Israeli cloud data warehouse startup Firebolt announced today that it has closed a $127M Series B financing round, bringing total funding to $164M. This round follows only 6 months after the company’s $37M Series A in December 2020. Lead investors for this round are Dawn Capital and K5 Global, with participation from previous investors Zeev Ventures, TLV Partners, Bessemer Venture Partners, and Angular Ventures. The additional money will be used to expand Firebolt’s product, engineering and go-to-market teams.
Geek speaks
ZDNet spoke with Firebolt CEO Eldad Farkash. Similar to our last interaction with Farkash in December, the conversation focused on a combination of market and technology factors in the cloud data warehouse world.
Also read: Varada and Firebolt launch cloud analytics query platforms
Farkash shared some interesting insights. First he explained that, even if it may seem fast, a 6-month interval between Series A and B funding rounds is considered conservative in the Israeli startup scene. But beyond this inside-startup-baseball tidbit, Farkash opined that data warehousing isn’t just about business intelligence-oriented analytics anymore. He feels that also, and perhaps even more important, cloud data warehousing encompasses the need of applications to perform analytics on-the-fly for operational purposes.
Developers, democratization and data
Take, for (a paraphrased) example, the scenario of an online game with thousands of concurrent users. The publisher of that game may want to perform just-in-time analytics on usage patterns, scoring trends and more, and might use the results to drive promotions or even game content on the fly. Because that kind of analytics is so tightly coupled to the working of the game itself, it’s developers, not analysts, who need to be able to perform it, and they need the performance to be super-fast, as it can easily impact the performance of game play itself.

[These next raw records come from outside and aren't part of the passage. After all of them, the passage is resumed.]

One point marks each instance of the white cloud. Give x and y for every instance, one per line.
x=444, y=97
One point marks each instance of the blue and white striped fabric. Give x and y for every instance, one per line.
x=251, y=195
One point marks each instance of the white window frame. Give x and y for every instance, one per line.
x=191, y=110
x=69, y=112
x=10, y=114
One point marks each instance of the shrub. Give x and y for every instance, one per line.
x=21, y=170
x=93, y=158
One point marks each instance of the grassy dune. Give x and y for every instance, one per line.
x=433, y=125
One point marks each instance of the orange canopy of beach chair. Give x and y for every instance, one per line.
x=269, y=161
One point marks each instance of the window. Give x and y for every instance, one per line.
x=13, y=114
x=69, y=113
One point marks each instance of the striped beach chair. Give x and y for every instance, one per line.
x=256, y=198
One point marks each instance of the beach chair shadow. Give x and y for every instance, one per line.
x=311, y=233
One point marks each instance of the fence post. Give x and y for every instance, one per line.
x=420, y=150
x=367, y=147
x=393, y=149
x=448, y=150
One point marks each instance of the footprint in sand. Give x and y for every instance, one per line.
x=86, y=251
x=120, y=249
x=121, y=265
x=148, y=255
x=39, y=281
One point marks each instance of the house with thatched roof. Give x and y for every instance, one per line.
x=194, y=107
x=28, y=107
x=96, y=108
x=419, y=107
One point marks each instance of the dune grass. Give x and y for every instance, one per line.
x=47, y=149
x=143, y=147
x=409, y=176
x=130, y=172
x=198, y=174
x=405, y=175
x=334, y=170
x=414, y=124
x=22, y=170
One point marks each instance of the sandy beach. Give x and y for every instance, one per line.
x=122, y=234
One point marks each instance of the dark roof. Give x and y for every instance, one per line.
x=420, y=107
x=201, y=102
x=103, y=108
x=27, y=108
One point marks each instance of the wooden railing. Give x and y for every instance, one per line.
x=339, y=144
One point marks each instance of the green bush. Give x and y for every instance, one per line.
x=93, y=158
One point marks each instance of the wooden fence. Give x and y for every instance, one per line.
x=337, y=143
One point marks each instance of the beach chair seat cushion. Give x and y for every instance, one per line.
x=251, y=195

This has caused a new kind of democratization of data: one where mainstream developers need a service that can provide them this data access and performance. And that service needs to be easily-consumable via APIs, and cost-efficient, so that developers need not be overly-sparing in their use of it.
Set the table scan
Farkash explained that this type of analytics brings about nuanced workloads, where some queries may be aggregational and others may be point queries but, because of huge and ever-growing data volumes, even the point queries may involve scanning data volumes on the order of half a terabyte. This combination of factors means that most queries are very reliant on table scans, but that many will also need to prune data aggressively. That, in turn, means that most data warehouses and data lakes (focused on broad aggregations) and certainly most operational databases (focused on writing data and relatively narrow point queries when they read it) can be ill-suited to the task.
We knew from our last conversation that Firebolt implements its own file format (FFF), which makes liberal use of indexing. This avoids a downside of the highly adopted Parquet file format: its columnar structure aids broad table scans, its but single-expression partitioning scheme may limit point query performance. With FFF, Firebolt makes table scanning the priority, without sacrificing data pruning capabilities.
Too much ain’t enough
Firebolt claims its performance is two orders of magnitude higher than its competitors’. While in many BI scenarios that perf increase may offer diminishing returns, it’s essential for the big data operational analytics use cases that Firebolt targets. While Firebolt is confident it has the fastest engine out there, Farkash admits the quest for great performance isn’t over, that “there’s still so much to battle.”
One assumes the cool $127M of funding the company has closed on will give it robust ammunition for the fight.